The body of the schoolmaster, gazing off with a widened, cross-eyed glare into the ocean, neck ripped open like a bag of sweets, was lying beneath the debris. His torso was missing, shredded so violently from his frail body that blood was still forming a small oasis in the gunk. His legs, however, twisted and ravaged, had been left beneath the rest of him; nothing more than a little doll left broken from rough playtime.
One fainted. One vomited deep vermillion into the pool of blood. Another stumbled away, out into the haze. And once again, none but the lanky woman, frail bones and pale flesh, took note of the jagged bite marks dotting every surface of his torn flesh. On impulse, she leaned forward … and pulled something drowning in red to the surface of the horror. No, not just a jagged bite mark. A jagged tooth.

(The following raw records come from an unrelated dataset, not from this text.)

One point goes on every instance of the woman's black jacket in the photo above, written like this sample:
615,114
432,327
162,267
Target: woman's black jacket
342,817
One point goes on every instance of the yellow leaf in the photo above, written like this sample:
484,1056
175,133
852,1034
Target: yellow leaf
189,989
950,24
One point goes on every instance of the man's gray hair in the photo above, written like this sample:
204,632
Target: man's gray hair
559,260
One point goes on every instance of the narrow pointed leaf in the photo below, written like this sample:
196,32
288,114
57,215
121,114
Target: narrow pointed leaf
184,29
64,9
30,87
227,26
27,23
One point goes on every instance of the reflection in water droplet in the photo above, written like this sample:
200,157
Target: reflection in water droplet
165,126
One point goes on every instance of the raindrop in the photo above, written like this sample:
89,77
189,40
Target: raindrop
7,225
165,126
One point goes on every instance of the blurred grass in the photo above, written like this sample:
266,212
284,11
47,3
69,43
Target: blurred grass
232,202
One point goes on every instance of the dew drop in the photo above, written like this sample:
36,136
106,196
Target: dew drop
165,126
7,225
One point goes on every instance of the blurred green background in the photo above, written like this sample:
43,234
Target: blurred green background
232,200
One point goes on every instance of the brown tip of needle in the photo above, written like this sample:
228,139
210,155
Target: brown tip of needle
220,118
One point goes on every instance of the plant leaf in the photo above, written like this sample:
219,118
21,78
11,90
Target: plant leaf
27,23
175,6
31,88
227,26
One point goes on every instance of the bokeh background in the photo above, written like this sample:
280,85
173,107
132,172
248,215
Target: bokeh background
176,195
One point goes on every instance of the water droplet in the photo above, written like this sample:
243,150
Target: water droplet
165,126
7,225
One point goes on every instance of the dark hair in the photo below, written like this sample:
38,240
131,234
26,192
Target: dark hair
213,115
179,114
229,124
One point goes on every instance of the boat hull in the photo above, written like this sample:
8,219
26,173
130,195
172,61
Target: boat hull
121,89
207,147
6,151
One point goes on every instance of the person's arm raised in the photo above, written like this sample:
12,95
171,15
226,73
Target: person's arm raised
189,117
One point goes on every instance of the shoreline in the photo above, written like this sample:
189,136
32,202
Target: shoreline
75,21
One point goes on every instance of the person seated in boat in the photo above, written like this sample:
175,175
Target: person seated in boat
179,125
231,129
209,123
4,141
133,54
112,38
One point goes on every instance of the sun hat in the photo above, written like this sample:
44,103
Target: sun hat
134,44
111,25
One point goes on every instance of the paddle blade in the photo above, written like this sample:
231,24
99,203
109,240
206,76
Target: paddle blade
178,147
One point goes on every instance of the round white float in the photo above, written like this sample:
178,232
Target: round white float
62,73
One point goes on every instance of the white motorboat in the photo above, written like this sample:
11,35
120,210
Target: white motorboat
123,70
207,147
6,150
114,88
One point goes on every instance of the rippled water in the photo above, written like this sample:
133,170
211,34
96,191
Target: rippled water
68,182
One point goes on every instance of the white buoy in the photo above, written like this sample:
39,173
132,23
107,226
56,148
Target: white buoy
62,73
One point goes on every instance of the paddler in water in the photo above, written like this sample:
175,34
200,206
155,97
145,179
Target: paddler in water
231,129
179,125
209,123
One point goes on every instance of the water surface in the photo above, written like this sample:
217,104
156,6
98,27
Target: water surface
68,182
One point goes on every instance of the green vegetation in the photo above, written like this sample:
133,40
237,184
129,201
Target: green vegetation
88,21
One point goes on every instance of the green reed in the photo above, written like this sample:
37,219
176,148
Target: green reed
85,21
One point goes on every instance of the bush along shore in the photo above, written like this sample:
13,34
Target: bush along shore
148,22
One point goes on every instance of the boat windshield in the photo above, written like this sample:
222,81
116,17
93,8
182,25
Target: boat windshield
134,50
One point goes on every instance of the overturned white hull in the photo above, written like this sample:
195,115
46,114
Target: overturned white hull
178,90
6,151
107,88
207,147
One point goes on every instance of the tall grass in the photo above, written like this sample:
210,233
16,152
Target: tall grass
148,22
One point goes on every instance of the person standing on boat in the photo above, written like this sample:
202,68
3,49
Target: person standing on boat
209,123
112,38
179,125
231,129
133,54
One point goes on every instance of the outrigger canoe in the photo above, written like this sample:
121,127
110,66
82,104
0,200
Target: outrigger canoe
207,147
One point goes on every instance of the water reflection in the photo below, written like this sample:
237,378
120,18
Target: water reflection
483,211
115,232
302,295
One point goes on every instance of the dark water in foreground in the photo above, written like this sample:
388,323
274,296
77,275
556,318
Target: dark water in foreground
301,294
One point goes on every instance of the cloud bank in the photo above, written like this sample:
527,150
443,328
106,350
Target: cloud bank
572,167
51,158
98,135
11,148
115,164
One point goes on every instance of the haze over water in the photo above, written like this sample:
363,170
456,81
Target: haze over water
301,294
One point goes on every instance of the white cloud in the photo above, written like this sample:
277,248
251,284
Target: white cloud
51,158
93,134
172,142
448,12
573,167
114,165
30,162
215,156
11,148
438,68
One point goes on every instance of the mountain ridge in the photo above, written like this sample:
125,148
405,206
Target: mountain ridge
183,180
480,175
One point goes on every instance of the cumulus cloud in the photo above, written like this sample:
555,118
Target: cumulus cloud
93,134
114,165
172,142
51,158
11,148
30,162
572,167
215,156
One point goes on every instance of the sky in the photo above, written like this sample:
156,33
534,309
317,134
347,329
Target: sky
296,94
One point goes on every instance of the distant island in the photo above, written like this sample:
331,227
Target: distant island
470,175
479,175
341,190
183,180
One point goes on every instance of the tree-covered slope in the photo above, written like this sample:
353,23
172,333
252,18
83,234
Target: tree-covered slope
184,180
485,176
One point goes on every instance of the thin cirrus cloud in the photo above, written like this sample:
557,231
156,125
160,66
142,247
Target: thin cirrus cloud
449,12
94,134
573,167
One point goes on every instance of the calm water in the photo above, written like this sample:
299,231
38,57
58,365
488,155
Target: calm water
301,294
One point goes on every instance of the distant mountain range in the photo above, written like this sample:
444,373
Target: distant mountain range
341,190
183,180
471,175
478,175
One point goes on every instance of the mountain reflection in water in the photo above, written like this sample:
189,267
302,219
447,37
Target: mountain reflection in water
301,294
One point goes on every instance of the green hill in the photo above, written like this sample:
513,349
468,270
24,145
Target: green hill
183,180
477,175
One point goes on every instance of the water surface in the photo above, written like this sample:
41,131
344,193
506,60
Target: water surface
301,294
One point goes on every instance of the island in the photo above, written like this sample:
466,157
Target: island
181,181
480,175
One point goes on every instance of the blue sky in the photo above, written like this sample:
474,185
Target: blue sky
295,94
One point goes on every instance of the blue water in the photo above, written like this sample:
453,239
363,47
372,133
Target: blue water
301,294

The town committee was immediately called into session. The nature of the incident meant this session was outside, a half-circle of orderly women in suits in the brewing eye of the storm. Townsfolk gathered around the makeshift, wobbly tables, intent on demystifying the horrific murder. By the time the committee began, there was no space for a path through the crowd. The occasional flash of brick shone up through the shoes of the murmuring congregation. They did not understand, and the less they understood, the more they spoke, and wasted words flowed
over them like a blanket, easing their worries.

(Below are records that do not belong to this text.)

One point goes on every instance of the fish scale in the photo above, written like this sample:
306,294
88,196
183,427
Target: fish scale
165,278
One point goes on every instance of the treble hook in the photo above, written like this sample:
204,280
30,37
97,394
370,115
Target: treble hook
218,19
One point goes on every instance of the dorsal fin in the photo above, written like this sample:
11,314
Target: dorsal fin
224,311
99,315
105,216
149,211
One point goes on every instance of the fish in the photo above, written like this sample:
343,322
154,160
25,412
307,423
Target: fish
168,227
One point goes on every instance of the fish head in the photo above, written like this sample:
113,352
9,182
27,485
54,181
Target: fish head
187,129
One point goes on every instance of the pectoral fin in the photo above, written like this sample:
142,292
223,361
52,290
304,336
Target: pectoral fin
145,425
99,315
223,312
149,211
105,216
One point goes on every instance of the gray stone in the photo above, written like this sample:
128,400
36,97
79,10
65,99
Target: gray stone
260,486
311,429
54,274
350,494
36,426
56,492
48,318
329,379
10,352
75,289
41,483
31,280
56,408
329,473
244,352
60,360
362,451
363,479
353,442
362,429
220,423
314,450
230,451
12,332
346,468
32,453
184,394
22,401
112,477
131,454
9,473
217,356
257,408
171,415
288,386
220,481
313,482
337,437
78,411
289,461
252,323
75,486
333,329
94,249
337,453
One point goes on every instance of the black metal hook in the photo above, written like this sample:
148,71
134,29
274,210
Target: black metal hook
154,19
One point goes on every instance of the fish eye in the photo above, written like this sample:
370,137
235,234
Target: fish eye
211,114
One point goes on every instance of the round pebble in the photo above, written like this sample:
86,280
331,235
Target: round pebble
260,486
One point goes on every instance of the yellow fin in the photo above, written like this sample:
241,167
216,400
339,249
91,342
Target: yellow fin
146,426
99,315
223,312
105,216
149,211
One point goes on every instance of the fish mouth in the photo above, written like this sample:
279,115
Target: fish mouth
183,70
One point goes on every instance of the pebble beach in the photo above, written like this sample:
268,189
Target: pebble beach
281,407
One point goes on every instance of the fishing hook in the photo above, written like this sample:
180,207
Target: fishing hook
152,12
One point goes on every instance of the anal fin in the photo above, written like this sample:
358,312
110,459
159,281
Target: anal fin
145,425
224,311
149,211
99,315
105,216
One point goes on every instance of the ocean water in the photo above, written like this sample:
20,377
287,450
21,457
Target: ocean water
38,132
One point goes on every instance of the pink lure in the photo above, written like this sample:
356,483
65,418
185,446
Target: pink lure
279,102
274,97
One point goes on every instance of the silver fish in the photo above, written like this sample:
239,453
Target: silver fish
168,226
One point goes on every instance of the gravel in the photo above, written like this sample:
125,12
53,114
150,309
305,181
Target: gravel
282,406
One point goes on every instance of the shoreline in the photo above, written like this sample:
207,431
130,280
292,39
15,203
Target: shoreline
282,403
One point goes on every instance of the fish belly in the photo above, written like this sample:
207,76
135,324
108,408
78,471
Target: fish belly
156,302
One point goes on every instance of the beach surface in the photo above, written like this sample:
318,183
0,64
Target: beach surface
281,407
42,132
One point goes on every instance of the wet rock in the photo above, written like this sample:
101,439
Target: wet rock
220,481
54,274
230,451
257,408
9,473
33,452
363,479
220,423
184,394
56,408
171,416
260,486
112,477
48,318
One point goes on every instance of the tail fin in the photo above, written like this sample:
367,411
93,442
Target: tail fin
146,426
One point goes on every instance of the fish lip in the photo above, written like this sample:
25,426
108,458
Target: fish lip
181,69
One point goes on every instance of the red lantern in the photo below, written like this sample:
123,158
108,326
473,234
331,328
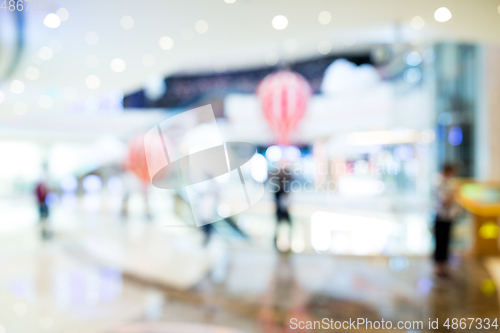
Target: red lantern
284,96
136,161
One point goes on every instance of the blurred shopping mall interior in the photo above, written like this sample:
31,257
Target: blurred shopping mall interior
238,166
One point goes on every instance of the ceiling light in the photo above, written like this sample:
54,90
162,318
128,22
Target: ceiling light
91,38
45,102
442,14
93,82
325,17
91,61
52,21
20,108
32,73
70,93
417,23
280,22
201,26
63,14
16,87
166,43
118,65
127,22
55,45
92,103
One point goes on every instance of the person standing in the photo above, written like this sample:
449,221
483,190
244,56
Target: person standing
281,181
446,211
41,192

The chief cleared her throat loudly and crisply, and at once, silence swooped down like a fallen crow.
‘This committee will now come into session,’ she declared for maybe the fortieth time in her life, ‘to discuss the cause of Mr … er … the schoolmaster’s death, as well as to debate what must be done in its wake.’
She sat down, embarrassed for a reason she didn’t know. And the talking began.
The crowd were silent spectators, a grunt or a wail their only response to the action. The committee was sharp and precise, quick with its somewhat tangled words, and immediately declared that it wasn’t just murder; whatever had done this to the schoolmaster must have done so for food. Half of his corpse was missing, after all, and a tooth had been recovered from the remains. This made it clear that there was some sort of animal involved, and all human occupants of the town were relieved of charges. A sigh rose up from the crowd, danced above them in the air, then raced off on the wind.
‘Now,’ the chief continued, her voice wavering and slowing, for in truth she knew not what she’d say next, ‘I think the next step is for us to define … why the creature … I mean animal … why it—’
‘It’s obvious!’ came the exasperated bark of the tailor. His shirt was a maze of patchwork, his eyes somehow every colour at once. ‘A mermaid did this.’
But he was young, too young to make such a declaration, and he sent the town into a whirl of chatter.
‘The boy is right!’ cried his mother. ‘I saw one just the other day!’
‘Bollocks!’ came the rebuttal of a fisherman, nervous at being challenged so. ‘The only ones who’ve ever seen one is us.’